From Chatbots to Antibiotics
Large language models, or LLMs, like those that power ChatGPT, were originally designed to generate and explore sequences of text. But scientists are finding creative ways to apply these models to entirely different domains. Just as sentences are made up of sequences of words, proteins are made up of sequences of amino acids. So Claus Wilke, UT professor of integrative biology and in the Department of Statistics and Data Sciences, and Bryan Davies, associate professor of molecular biosciences, apply protein LLMs to the hunt for new and improved antibiotics.

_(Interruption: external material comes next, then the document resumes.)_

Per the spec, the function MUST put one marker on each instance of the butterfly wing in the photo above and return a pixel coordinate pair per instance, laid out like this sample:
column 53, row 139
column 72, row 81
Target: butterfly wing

In LLMs, words that share common attributes – think: dog, cat and hamster – tend to cluster together when plotted in what’s known as an “embedding space” that has thousands of dimensions. Similarly, proteins with similar functions, like the ability to fight off dangerous bacteria without hurting the people who host said bacteria, may cluster together in a protein LLM’s embedding space.
For one project, the researchers are using this technology to identify ways to reengineer an existing antibiotic called Protegrin-1 that is great at killing bacteria, but toxic to people. They created 100,000 variations of Protegrin-1 and tested their ability to kill bacteria and not harm human red blood cells. They then trained a protein LLM on these results so that the model could evaluate millions more possible variations for three features – selectively targets bacteria, kills bacteria and is not toxic to humans – to find those that fell in the sweet spot. This helped guide them to a safer, more effective version of Protegrin-1 that is already showing promising results in animal trials.
“Machine learning’s impact is twofold,” Davies said. “It’s going to point out new molecules that could have potential to help people and it’s going to show us how we can take those existing antibiotic molecules, make them better and focus our work to more quickly get those to clinical practice.”